ブリタイ艦および今後のゼントラーディ艦艇の修理のために、統合軍がコピーした部品に他ならなかった。
そこで初めて、ブリタイ艦修復現場での盗難が明るみに出たのである。
それまで修理現場での紛失が全く見過ごされてきたことに、エーケベリ少将は怒りを爆発させた。
「あの艦の部品は、民間に流用できるようなものではないんですよ!ただの横流しの訳はないでしょう!」
実際、褒められた話ではないが、この時代、物資不足もあって、横流しは決して珍しくはなかった。
責任追及を恐れた現場の担当官が、適当に書類上のつじつまを合わせてしまう…というのも、ままある事であった。
しかし、たとえ闇市場に流れても金にならない特殊な部品が、少なからぬ数消えていたのだ。

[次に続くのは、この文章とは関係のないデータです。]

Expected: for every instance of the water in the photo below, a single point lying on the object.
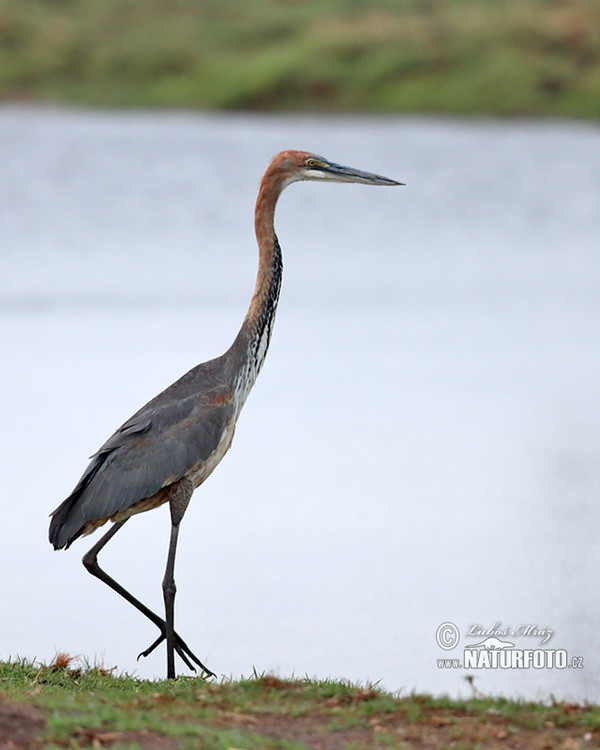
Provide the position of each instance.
(422, 444)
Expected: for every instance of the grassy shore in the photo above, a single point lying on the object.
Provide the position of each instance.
(499, 57)
(62, 705)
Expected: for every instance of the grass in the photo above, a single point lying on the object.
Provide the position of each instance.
(65, 705)
(500, 57)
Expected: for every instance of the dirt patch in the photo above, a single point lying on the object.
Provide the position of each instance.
(19, 725)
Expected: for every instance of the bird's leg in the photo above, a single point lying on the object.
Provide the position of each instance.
(178, 503)
(90, 561)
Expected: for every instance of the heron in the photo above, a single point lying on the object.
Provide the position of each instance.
(173, 443)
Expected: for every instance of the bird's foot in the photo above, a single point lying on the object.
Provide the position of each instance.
(187, 656)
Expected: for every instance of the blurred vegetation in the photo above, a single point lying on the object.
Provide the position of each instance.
(512, 57)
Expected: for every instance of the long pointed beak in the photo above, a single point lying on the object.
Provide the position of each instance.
(338, 173)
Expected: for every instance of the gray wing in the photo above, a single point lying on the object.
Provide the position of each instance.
(168, 438)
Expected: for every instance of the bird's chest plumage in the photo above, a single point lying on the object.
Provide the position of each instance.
(206, 467)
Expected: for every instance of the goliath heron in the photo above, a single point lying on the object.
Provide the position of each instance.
(172, 444)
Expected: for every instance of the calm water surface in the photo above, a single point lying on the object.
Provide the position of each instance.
(422, 446)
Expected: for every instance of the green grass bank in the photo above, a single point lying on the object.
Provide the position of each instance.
(497, 57)
(58, 706)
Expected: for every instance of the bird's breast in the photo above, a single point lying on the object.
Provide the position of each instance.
(206, 468)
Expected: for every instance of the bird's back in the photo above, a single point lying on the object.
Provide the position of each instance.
(182, 432)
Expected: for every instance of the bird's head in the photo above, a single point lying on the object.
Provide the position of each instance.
(292, 166)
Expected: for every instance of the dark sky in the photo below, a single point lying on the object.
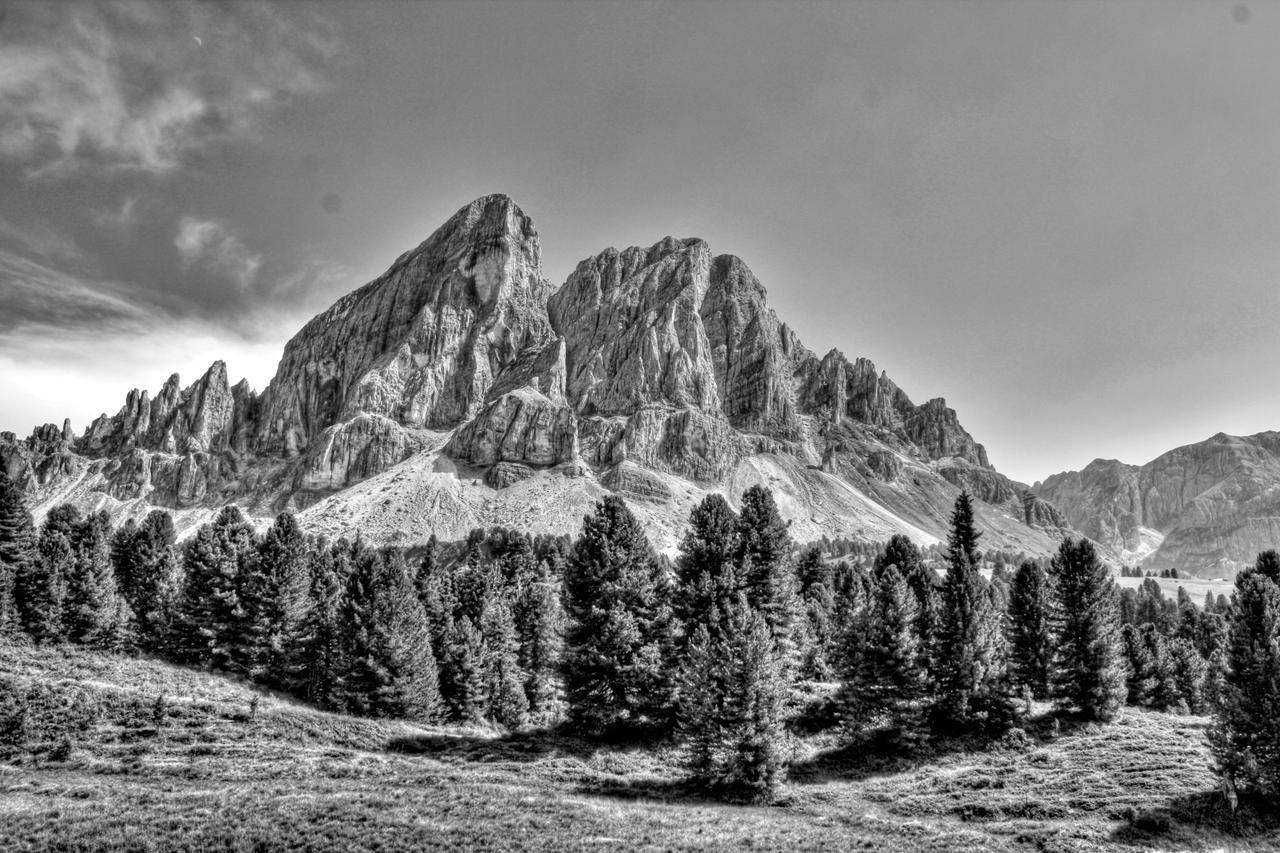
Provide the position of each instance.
(1061, 217)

異常事態としてすぐ認識されるべきであった。危機意識の欠如と言うより他ない。
当然、参謀本部は大騒ぎになった。
が、その中で、この事件の真の意味に気付いたのは、エキセドルだけであった。
「そうか…そうだったのか…」
落ち窪んだ眼窩に収まった目が、驚愕のあまり焦点を失った。
「彼らが…そんな事まで考えていたとは…全く迂闊でした。まさか…」
「どうしたね、エキセドル君」
問いかけたグローバルに、震える声でエキセドルは答えた。